Оказалось, от демократии тоже одеколоном не пахнет. Ничего в природе человека не изменилось, просто повернулось другими сторонами. Зверь в человеке мелкий стал, войны стали мелкими, подлость мелкая... Донос никто не пишет, а если и пишет, то его никто не читает.

— Лев Александрович, чего никогда не читаете?

— Я не читаю детективов, не читаю развлекаловку. Редко смотрю телевизор. Если я только улавливаю, что меня начинают весело развлекать, я его выключаю. Мне и без них весело. Мне некогда развлекаться. Я не читаю Маринину, не смотрю сериалов.

Научную фантастику тоже не читаю. Идейка там, смотришь, есть, но обращено это все такой массой... Я даже Стругацких не все читал, а их вообще-то надо знать. Это большая литература. Но сам этот жанр угадки... Тот же Ефремов... Это не мое.

— На каком месте, на ваш взгляд, сейчас русская литература в общем, в мировом литературном процессе?

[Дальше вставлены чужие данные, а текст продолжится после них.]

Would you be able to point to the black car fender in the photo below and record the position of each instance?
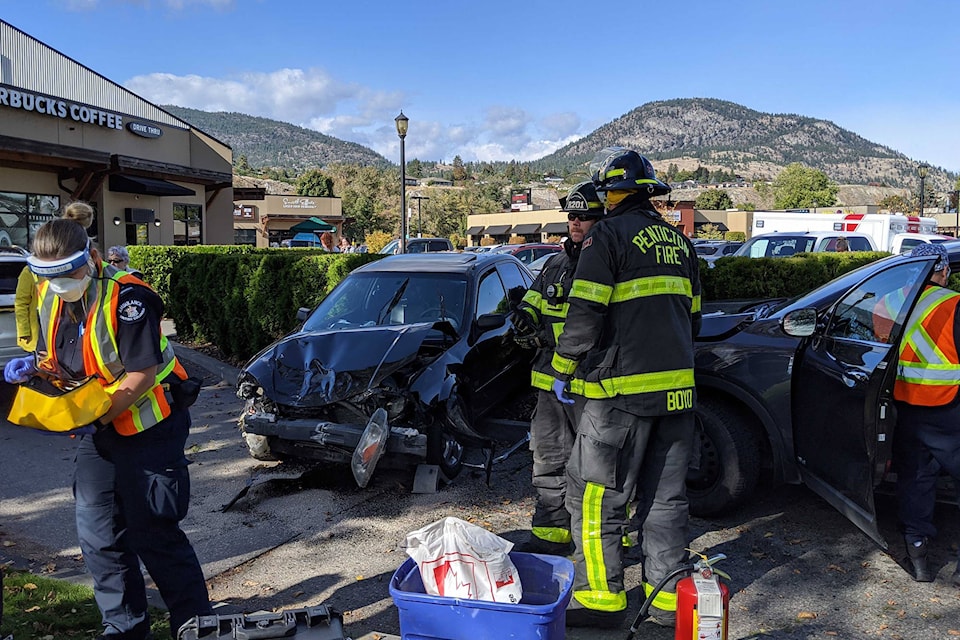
(776, 444)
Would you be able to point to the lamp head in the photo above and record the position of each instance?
(402, 122)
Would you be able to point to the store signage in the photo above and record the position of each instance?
(144, 130)
(17, 99)
(299, 203)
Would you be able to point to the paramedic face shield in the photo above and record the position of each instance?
(62, 273)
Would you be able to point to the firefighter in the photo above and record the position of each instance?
(538, 321)
(928, 409)
(634, 310)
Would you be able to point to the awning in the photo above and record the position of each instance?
(147, 186)
(312, 223)
(525, 229)
(555, 227)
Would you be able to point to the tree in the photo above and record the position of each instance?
(459, 171)
(316, 184)
(799, 186)
(895, 203)
(716, 199)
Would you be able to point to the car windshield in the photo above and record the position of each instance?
(388, 298)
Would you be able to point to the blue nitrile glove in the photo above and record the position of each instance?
(560, 390)
(19, 370)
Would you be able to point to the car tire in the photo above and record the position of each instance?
(727, 467)
(444, 451)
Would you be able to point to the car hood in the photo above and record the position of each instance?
(317, 368)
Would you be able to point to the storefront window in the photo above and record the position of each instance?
(21, 214)
(187, 221)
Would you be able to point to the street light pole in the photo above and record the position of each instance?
(402, 123)
(922, 170)
(418, 198)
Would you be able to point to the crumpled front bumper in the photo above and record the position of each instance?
(338, 440)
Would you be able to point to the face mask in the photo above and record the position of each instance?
(69, 289)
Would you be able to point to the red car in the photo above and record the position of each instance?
(527, 253)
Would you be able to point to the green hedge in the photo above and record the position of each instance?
(240, 298)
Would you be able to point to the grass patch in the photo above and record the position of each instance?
(40, 608)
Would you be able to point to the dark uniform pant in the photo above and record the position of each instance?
(552, 431)
(616, 453)
(131, 493)
(927, 440)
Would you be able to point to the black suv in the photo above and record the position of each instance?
(428, 339)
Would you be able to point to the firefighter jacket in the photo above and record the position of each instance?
(546, 303)
(634, 310)
(928, 370)
(101, 356)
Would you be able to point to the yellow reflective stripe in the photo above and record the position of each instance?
(665, 601)
(565, 366)
(652, 286)
(552, 534)
(555, 310)
(602, 600)
(635, 384)
(540, 380)
(591, 291)
(591, 538)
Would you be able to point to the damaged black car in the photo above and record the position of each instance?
(407, 358)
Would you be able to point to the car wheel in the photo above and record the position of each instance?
(444, 451)
(727, 467)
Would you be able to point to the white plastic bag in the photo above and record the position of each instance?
(461, 560)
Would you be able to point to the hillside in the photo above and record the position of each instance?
(753, 144)
(271, 143)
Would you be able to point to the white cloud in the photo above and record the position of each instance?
(314, 99)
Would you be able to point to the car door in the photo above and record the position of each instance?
(843, 417)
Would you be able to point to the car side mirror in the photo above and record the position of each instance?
(800, 323)
(489, 321)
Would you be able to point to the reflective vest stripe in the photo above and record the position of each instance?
(928, 369)
(636, 383)
(552, 534)
(665, 601)
(652, 286)
(591, 291)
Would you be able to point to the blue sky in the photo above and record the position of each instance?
(498, 80)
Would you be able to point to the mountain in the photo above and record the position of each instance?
(753, 144)
(271, 143)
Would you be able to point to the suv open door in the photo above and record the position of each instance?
(842, 404)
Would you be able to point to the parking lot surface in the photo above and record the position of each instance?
(799, 569)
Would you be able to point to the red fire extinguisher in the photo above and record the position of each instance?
(703, 602)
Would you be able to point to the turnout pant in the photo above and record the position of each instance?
(927, 440)
(616, 452)
(131, 493)
(552, 431)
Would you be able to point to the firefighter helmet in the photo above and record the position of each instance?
(582, 199)
(627, 170)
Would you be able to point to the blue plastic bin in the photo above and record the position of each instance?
(541, 614)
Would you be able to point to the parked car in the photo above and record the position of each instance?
(12, 261)
(803, 388)
(527, 253)
(427, 339)
(419, 245)
(786, 243)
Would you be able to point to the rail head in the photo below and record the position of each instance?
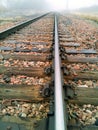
(19, 26)
(60, 123)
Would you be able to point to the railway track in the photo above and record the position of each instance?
(49, 75)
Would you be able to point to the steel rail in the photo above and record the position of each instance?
(13, 29)
(60, 123)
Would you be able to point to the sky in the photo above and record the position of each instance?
(53, 4)
(72, 4)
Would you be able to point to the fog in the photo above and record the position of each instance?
(24, 4)
(46, 4)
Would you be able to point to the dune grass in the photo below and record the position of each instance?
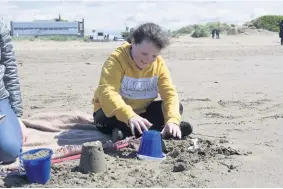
(268, 22)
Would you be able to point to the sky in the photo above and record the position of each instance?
(115, 16)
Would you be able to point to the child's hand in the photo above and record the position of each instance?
(139, 123)
(171, 129)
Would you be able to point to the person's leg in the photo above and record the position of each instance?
(154, 115)
(10, 133)
(106, 124)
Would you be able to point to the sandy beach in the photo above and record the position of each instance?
(230, 89)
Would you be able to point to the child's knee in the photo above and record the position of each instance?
(10, 149)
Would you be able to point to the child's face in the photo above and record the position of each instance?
(144, 53)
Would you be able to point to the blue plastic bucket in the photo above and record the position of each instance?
(150, 147)
(37, 170)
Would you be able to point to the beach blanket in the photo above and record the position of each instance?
(58, 130)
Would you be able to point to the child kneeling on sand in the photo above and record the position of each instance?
(131, 79)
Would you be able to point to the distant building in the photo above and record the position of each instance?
(47, 27)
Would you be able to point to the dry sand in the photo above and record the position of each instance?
(231, 91)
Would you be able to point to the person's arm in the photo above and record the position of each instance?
(11, 78)
(169, 96)
(109, 88)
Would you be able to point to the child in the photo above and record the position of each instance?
(11, 128)
(130, 81)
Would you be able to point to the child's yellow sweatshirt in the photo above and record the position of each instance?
(125, 91)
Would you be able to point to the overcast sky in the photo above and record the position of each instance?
(114, 16)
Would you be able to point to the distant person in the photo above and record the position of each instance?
(281, 31)
(11, 109)
(131, 78)
(215, 34)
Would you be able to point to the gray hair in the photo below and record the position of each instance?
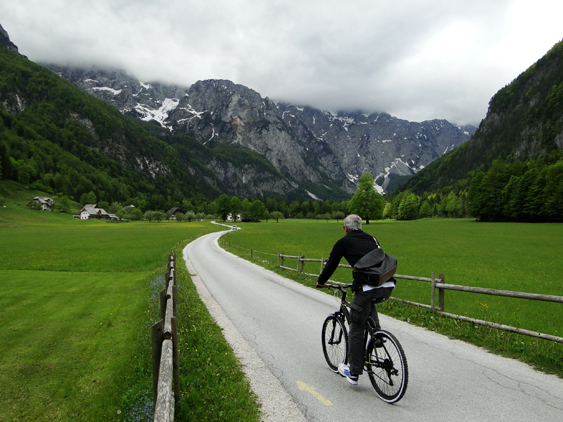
(353, 222)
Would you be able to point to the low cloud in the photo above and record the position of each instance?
(416, 60)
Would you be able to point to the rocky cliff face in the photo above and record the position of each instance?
(305, 145)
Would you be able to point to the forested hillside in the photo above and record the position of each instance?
(510, 170)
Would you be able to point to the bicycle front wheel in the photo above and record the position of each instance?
(335, 342)
(386, 366)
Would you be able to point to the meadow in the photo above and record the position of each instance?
(78, 299)
(507, 256)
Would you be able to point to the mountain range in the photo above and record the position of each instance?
(318, 152)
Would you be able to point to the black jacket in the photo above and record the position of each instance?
(352, 247)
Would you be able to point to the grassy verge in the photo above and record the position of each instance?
(78, 300)
(520, 257)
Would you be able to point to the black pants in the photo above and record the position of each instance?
(362, 307)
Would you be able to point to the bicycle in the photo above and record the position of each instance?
(385, 360)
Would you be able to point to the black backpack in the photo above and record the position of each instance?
(376, 267)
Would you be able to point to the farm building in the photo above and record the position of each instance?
(90, 211)
(42, 203)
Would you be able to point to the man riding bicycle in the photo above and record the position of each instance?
(353, 246)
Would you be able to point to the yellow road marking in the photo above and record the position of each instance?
(304, 387)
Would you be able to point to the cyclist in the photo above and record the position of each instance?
(354, 245)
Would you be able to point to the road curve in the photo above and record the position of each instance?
(274, 325)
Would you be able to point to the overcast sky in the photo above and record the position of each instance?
(415, 59)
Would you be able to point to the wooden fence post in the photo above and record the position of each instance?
(433, 294)
(441, 293)
(175, 360)
(163, 304)
(156, 346)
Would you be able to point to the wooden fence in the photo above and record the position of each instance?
(439, 285)
(164, 339)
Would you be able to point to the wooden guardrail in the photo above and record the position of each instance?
(164, 343)
(439, 285)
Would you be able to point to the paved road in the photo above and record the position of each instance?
(279, 321)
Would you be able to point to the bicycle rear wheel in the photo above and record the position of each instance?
(386, 366)
(335, 341)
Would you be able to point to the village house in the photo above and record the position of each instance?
(42, 203)
(230, 218)
(173, 211)
(90, 211)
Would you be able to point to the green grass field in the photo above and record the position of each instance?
(506, 256)
(78, 299)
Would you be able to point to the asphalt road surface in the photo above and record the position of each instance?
(274, 325)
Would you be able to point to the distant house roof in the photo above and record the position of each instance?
(94, 212)
(44, 200)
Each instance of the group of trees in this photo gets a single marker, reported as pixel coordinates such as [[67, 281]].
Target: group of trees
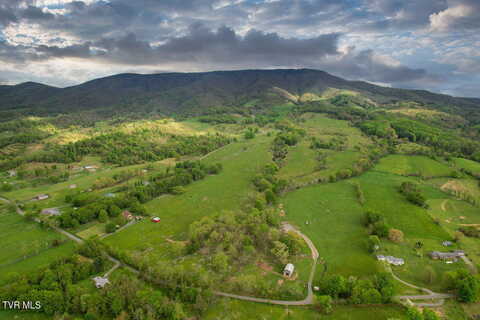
[[442, 141], [269, 185], [412, 192], [375, 290], [172, 180], [138, 147], [90, 206], [335, 143], [288, 136], [57, 287]]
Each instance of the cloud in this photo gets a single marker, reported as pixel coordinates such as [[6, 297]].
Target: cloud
[[459, 16]]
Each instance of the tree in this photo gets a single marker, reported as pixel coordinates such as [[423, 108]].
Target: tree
[[414, 314], [395, 235], [430, 274], [429, 315], [220, 262], [325, 304], [102, 216], [110, 227], [280, 251], [335, 286], [373, 243]]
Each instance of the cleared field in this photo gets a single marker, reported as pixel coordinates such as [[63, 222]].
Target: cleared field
[[97, 229], [409, 165], [21, 238], [334, 225], [240, 310], [470, 165], [417, 224], [227, 191], [301, 163]]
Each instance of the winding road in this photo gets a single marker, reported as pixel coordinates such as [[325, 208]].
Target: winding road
[[116, 263], [308, 299], [430, 295]]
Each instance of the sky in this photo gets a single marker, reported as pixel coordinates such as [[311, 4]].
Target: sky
[[420, 44]]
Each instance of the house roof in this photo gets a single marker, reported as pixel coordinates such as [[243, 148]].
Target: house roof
[[100, 282]]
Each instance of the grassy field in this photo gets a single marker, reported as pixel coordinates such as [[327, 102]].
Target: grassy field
[[408, 165], [301, 165], [241, 310], [467, 164], [334, 225], [25, 244], [227, 191], [417, 224]]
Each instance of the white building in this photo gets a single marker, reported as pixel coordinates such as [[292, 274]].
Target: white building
[[391, 260], [288, 270], [100, 282]]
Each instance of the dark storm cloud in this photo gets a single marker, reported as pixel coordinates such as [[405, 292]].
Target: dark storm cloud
[[366, 65], [201, 44]]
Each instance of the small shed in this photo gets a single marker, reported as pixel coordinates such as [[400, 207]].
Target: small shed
[[447, 243], [51, 212], [288, 270], [101, 282], [127, 215]]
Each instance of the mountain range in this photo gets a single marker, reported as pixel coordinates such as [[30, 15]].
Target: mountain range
[[177, 92]]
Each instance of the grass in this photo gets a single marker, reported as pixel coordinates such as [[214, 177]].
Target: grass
[[240, 310], [470, 165], [227, 191], [408, 165], [334, 225], [97, 229], [22, 238], [417, 224]]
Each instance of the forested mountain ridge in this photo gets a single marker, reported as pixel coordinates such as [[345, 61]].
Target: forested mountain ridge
[[189, 92]]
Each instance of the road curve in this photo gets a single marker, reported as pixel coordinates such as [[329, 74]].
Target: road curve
[[430, 295], [308, 299]]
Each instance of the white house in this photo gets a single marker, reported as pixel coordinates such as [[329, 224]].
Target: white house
[[288, 270], [391, 260], [100, 282]]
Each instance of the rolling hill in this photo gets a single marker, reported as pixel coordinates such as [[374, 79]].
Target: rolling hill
[[181, 92]]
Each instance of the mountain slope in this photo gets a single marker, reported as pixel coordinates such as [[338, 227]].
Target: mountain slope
[[178, 92]]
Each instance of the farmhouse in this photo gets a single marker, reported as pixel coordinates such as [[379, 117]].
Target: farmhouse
[[100, 282], [127, 215], [454, 255], [51, 212], [391, 260], [288, 270]]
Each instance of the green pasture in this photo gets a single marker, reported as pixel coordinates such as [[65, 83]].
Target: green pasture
[[241, 310], [227, 191], [334, 220], [408, 165]]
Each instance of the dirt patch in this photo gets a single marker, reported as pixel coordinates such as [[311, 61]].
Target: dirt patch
[[453, 185], [443, 205], [264, 266], [174, 241]]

— На загадочном. Серьезная литература и та традиция, с которой она связана, потеряла почву. Читатель отхлынул. Читатель занят другим. На место этой литературы двинулось массовое чтиво. Это тоже как бы надо, потому что человек должен научиться ориентироваться в этой новой культуре. Человек прочитает Маринину хотя бы для того, чтобы знать, как его будут через два дня убивать. Она добросовестно все это излагает. Но то, в чем я вырос, уходит из-под ног.

— Западная литература нас опережает?

— Нет. Там тоже мало читают. Там смотрят телевизор, там важен имидж. Если там что-то пишут серьезное, то это изучают в университетах, это для яйцеголовых, для узкого круга людей. Они и нашу литературу изучают так же. Берут Пригова, Жданова, Парщикова... И изучают это, как чисто головное умозрение.

— А если взять лучшее в американской литературе, лучшее в английской, лучшее в немецкой и лучшее в русской, то на каком мы месте?

— В XIX веке были на первом. Если вы назовете высшие точки истории мирового искусства, то это будут Античность, Возрождение и русская литература XIX века. Бог даст, вернемся и мы на круги своя.